期刊名称:Case Studies in Business, Industry and Government Statistics
印刷版ISSN:2152-372X
出版年度:2007
卷号:1
期号:2
页码:130-138
出版社:Bentley University
摘要:Statistics education reformers have for years called for the use of real data in teaching introductory statistics (Ballman, 1997; Garfield et al., 2004; Hogg, 1991). Instructors now have ready access to cases, textbook problems and other exercises with accompanying well-documented sets of real or realistic data. On-line portals and data libraries provide a huge array of real data sets keyed variously to substantive topics and statistical techniques suitable for introductory students.

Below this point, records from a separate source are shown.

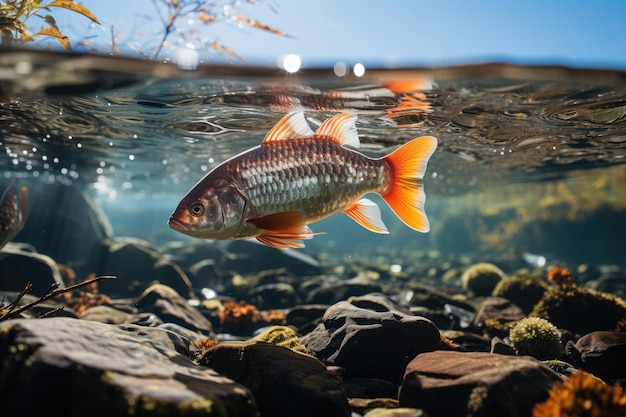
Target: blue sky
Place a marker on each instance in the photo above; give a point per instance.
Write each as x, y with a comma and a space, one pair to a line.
577, 33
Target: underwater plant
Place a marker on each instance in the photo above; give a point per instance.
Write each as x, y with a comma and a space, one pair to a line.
580, 310
536, 337
481, 278
15, 16
282, 336
560, 275
14, 309
582, 395
521, 290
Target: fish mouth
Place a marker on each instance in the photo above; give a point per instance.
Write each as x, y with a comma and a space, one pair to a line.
176, 224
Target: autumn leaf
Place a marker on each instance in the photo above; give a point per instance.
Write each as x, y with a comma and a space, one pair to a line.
255, 24
75, 7
52, 32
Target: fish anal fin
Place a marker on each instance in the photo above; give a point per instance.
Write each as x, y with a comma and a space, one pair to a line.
292, 125
283, 230
341, 128
367, 213
406, 195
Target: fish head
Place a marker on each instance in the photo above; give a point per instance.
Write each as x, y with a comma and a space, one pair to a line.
213, 210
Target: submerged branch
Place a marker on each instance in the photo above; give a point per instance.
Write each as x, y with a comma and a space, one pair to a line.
13, 310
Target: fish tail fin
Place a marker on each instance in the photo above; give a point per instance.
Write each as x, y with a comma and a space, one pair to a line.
405, 194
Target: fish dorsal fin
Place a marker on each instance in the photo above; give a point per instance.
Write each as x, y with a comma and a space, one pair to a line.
283, 230
291, 126
367, 213
340, 128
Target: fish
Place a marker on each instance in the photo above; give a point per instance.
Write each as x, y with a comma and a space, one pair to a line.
13, 212
296, 177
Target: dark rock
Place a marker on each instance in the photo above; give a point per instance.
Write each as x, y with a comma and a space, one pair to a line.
370, 344
496, 314
284, 383
458, 384
71, 367
306, 317
393, 412
365, 405
170, 307
468, 341
602, 353
18, 266
110, 315
369, 388
377, 302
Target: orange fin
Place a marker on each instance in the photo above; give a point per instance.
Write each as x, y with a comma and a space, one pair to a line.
367, 213
340, 128
406, 195
291, 126
283, 230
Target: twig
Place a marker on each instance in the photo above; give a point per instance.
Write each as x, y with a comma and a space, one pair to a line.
12, 310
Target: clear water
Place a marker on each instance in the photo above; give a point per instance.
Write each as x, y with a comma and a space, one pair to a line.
530, 159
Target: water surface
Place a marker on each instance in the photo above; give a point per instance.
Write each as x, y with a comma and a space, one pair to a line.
519, 146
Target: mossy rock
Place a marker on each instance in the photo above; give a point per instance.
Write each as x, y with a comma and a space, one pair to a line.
481, 279
580, 310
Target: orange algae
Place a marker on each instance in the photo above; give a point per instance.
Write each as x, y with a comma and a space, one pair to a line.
238, 317
560, 276
582, 395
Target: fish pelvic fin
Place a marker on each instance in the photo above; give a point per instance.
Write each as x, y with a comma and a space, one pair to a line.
367, 213
406, 195
283, 230
292, 125
341, 128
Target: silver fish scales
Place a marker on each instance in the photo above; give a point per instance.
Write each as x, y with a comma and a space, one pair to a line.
296, 177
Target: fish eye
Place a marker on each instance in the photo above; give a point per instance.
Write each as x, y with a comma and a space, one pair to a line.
196, 209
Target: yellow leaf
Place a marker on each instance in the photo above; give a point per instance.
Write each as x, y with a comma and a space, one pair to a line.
75, 7
65, 43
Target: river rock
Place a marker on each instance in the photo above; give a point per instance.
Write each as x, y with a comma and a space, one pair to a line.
171, 307
459, 384
284, 383
71, 367
370, 344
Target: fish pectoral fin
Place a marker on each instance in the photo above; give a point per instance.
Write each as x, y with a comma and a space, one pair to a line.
367, 213
341, 128
291, 126
283, 230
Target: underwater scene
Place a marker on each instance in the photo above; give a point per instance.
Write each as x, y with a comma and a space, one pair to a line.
245, 240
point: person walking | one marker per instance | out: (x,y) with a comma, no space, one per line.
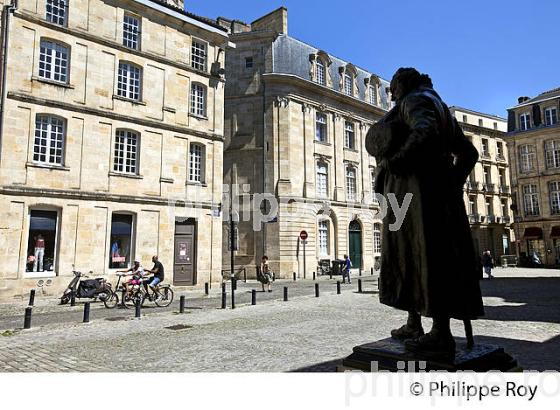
(346,269)
(487,263)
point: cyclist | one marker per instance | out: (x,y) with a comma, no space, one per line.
(158,273)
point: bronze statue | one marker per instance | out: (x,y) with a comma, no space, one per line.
(428,266)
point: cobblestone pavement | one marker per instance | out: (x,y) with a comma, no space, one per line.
(303,334)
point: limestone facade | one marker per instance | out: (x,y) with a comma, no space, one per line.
(534,146)
(111,111)
(296,118)
(488,190)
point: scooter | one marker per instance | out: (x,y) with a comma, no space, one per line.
(97,288)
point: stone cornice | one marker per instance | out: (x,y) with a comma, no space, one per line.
(98,197)
(84,35)
(112,115)
(316,88)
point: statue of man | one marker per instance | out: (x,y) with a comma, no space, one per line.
(428,266)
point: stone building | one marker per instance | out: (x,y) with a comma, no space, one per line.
(111,141)
(296,118)
(534,147)
(488,190)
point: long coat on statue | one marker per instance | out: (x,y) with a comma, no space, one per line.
(429,264)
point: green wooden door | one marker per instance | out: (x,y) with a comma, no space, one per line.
(355,244)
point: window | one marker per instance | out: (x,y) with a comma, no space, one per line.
(550,116)
(323,237)
(131,32)
(126,152)
(120,251)
(198,55)
(322,180)
(373,94)
(321,127)
(53,61)
(376,238)
(348,84)
(56,11)
(554,189)
(527,157)
(196,163)
(48,147)
(42,242)
(524,121)
(552,153)
(350,183)
(531,200)
(198,100)
(320,72)
(349,140)
(129,80)
(485,148)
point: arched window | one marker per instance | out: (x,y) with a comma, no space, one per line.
(376,238)
(129,81)
(198,100)
(126,157)
(50,138)
(54,61)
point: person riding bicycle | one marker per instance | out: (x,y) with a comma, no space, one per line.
(137,272)
(158,273)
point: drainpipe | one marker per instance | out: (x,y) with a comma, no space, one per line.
(3,86)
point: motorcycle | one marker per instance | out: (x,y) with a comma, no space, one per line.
(81,288)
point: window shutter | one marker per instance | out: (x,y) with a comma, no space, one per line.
(511,121)
(537,115)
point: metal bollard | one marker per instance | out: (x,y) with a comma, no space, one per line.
(86,312)
(27,318)
(182,304)
(31,297)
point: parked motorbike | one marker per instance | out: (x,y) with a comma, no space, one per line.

The vast majority of these real datasets tend to have already been cleaned up by their preparers. As enriching as these resources are, relatively few of them offer students first-hand experience with the essential messiness of “real” real data. There is a good case to be made that data cleaning and preparation belong in introductory courses (Burger & Leopold, 2001). Certainly, problems of missing, dirty, and incomplete data are important topics within the field (Hoyle, 1971; Rubin, 1976; Wagner, 2002). Using field data from the Wright Brothers’ 1904 experiments, this case leads introductory or intermediate stu-dents through a process of data preparation, illustrating five common steps in data preparation and cleaning: standardizing the format of data records, deciding how to treat ambiguously recorded data, conversion of mea-surements to a single standard unit, detecting and resolving issues with outliers, and imputation of missing data.